Adult SD - First Line
- Topical azoles are the mainstay: ketoconazole 2% shampoo (scalp) or cream (body), response rate 75%-90% in double-blind trials.
- Scalp: fluocinolone acetonide 0.01% solution/gel, twice daily x 3-4 weeks; then ketoconazole 2% shampoo daily or every other day for maintenance.
- Face: hydrocortisone 2.5% cream, twice daily x 1-2 weeks initially; then ketoconazole 2% cream as needed.
- Ciclopirox olamine: both antifungal and anti-inflammatory; equally effective as shampoo or cream in randomized trials.
- Low-potency topical corticosteroids: rapid inflammation suppression; found equally efficacious to topical azoles in Cochrane analysis - useful for initial control.
Adult SD - Second Line
- Zinc pyrithione, selenium sulfide, coal tar shampoos
- Topical calcineurin inhibitors (tacrolimus, pimecrolimus): steroid-sparing option, especially useful on the face to avoid atrophy
- Emollients (important adjunct)
Maintenance
- SD relapses if maintenance therapy is not continued. M. furfur has a slow proliferation rate; relapses typically appear after 2 to several weeks. Maintenance therapy should follow this interval.

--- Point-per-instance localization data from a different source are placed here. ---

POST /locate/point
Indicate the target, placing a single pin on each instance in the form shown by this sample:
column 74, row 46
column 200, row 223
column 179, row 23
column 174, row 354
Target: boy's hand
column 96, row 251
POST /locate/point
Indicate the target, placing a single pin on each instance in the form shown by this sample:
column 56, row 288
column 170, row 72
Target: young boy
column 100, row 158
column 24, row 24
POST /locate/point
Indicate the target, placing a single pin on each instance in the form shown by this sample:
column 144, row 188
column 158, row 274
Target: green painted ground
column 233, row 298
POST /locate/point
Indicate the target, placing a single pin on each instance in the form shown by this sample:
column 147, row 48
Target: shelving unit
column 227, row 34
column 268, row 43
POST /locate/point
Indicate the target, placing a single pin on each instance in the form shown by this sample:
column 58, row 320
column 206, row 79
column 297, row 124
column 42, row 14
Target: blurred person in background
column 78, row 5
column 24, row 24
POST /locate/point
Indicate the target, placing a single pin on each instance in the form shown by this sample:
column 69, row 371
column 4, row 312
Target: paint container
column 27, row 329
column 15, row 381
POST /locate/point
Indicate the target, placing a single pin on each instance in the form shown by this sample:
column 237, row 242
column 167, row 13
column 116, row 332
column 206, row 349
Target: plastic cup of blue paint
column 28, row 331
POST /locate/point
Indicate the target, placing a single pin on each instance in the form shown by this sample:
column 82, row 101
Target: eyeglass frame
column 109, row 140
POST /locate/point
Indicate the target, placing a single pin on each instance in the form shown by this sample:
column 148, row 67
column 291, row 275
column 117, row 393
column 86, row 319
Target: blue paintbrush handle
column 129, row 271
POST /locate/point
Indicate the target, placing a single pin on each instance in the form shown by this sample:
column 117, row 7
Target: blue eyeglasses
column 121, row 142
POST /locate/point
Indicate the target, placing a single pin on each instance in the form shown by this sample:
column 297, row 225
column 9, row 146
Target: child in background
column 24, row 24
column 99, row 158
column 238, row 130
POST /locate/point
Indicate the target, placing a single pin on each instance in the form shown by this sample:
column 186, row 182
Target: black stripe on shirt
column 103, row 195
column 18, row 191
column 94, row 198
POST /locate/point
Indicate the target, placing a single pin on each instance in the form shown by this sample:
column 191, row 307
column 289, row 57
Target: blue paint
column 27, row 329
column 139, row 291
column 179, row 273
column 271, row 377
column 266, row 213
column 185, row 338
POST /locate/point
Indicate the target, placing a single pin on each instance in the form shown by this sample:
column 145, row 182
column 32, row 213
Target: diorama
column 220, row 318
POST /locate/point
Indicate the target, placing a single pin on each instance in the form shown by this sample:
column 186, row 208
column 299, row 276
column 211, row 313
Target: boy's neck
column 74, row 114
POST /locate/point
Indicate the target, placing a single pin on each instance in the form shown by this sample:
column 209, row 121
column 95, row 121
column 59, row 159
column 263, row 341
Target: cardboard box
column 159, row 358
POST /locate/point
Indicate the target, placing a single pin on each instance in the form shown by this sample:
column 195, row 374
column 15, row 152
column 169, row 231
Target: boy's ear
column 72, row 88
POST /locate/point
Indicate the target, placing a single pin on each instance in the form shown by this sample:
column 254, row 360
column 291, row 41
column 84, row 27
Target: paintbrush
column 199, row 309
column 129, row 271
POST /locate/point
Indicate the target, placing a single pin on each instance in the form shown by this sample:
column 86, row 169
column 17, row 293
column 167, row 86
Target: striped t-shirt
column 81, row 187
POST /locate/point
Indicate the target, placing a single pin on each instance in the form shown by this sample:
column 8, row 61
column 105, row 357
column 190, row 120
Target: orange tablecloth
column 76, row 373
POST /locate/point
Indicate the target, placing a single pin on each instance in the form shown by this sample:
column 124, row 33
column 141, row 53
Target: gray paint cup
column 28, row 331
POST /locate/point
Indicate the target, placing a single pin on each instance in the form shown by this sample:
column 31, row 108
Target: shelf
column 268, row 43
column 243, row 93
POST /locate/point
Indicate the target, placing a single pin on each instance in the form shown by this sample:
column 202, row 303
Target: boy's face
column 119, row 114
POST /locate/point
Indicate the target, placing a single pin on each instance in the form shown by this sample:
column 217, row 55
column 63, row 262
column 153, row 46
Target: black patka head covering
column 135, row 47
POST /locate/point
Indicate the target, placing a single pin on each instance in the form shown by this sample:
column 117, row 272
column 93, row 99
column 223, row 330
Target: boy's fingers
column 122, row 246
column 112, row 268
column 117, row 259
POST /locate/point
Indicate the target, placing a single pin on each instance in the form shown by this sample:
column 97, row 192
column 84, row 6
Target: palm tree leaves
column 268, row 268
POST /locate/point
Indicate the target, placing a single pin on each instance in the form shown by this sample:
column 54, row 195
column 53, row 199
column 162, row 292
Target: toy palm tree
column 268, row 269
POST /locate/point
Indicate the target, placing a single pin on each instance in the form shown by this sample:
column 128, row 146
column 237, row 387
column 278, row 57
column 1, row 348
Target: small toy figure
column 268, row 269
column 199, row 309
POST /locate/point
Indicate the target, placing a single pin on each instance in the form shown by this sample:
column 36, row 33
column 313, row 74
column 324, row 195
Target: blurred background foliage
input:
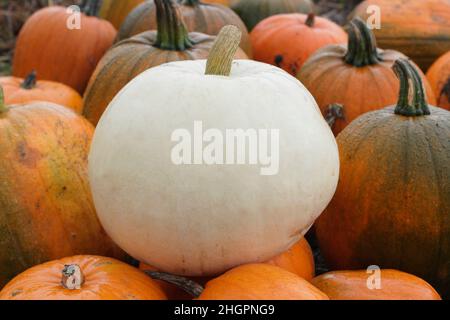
column 13, row 13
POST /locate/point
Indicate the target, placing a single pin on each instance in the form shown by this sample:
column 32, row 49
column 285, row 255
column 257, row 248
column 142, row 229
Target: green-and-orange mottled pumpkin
column 198, row 16
column 392, row 204
column 130, row 57
column 46, row 209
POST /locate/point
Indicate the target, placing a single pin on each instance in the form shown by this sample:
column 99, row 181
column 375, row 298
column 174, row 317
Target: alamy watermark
column 228, row 147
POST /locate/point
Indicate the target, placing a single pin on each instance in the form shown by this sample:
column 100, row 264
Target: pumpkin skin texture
column 130, row 57
column 260, row 282
column 115, row 11
column 198, row 17
column 45, row 202
column 254, row 11
column 356, row 75
column 405, row 163
column 288, row 40
column 20, row 91
column 439, row 77
column 104, row 279
column 395, row 285
column 222, row 2
column 298, row 259
column 224, row 201
column 419, row 29
column 59, row 54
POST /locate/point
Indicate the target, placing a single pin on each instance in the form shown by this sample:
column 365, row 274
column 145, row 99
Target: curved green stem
column 446, row 90
column 3, row 107
column 91, row 7
column 310, row 20
column 30, row 81
column 362, row 45
column 189, row 286
column 172, row 33
column 335, row 111
column 190, row 2
column 412, row 100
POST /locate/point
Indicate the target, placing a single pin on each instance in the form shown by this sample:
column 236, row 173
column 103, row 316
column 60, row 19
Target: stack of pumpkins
column 73, row 201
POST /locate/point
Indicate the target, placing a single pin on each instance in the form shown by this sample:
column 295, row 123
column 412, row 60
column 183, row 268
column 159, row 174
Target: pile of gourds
column 89, row 189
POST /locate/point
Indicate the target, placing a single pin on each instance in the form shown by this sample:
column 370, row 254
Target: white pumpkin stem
column 72, row 277
column 189, row 286
column 3, row 107
column 221, row 56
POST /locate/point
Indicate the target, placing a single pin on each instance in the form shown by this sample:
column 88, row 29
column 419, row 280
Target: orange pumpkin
column 18, row 91
column 288, row 40
column 82, row 278
column 358, row 285
column 254, row 11
column 260, row 282
column 198, row 17
column 392, row 204
column 439, row 77
column 46, row 204
column 59, row 53
column 128, row 58
column 358, row 76
column 115, row 11
column 419, row 29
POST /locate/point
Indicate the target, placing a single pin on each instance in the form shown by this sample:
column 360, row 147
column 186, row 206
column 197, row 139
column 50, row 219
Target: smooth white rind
column 198, row 219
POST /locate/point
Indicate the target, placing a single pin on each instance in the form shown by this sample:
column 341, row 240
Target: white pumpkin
column 203, row 219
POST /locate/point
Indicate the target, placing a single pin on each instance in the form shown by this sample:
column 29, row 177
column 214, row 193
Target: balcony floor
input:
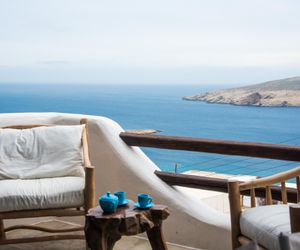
column 126, row 243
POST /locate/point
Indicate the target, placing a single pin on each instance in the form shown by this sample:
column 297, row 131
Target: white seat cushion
column 264, row 224
column 59, row 192
column 41, row 152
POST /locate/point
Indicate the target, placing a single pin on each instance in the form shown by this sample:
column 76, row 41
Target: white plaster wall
column 119, row 167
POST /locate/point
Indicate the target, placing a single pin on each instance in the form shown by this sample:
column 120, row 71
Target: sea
column 161, row 107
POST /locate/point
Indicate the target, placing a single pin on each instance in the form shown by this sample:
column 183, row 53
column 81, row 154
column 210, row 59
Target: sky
column 149, row 42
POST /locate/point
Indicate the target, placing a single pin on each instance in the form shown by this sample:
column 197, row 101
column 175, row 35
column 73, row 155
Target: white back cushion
column 41, row 152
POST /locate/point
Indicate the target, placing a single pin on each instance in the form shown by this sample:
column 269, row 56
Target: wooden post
column 268, row 195
column 295, row 218
column 298, row 188
column 283, row 193
column 252, row 194
column 235, row 211
column 2, row 233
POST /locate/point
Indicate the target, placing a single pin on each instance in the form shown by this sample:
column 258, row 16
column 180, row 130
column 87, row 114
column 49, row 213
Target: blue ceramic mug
column 122, row 197
column 109, row 202
column 144, row 200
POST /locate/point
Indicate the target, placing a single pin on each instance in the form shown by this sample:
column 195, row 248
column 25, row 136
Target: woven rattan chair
column 55, row 234
column 263, row 224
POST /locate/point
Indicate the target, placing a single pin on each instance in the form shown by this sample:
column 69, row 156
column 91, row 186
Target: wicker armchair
column 87, row 196
column 264, row 223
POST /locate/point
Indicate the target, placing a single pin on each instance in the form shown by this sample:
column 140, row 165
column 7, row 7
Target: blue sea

- Weekly or biweekly antifungal shampoo is a practical maintenance approach.
Systemic Therapy
- Reserved for severe or frequently relapsing disease: weekly fluconazole, itraconazole, or ketoconazole (note: ketoconazole has more activity against M. furfur than other azoles in vitro).
- In HIV patients: topical ketoconazole is first-line per WHO guidelines; add topical corticosteroids for severe/unresponsive cases. ART itself may improve SD. Oral antibiotics if bacterial superinfection present. Prolonged treatment courses often required.
(Dermatology 5e, Ch. 13; Goldman-Cecil Medicine; Fitzpatrick's, Ch. 26 + 168)
Special Populations
HIV/AIDS
- Prevalence up to 83%, severity tracks inversely with CD4 count.
- Extensive scalp, axillae, groin, flexural involvement; thick greasy yellow scalp scale; frequent bacterial superinfection; may progress to erythroderma.
- Often refractory to standard therapy; frequent relapse.
- ART itself can improve SD.
Parkinson Disease and Neurologic Conditions
- SD is significantly more prevalent; the dopaminergic pathway and sebum production are proposed mechanisms.
Infants
- Self-limited in most cases; resolves within the first 1-2 years of life.
- Possible association with later development of adult SD or atopic dermatitis.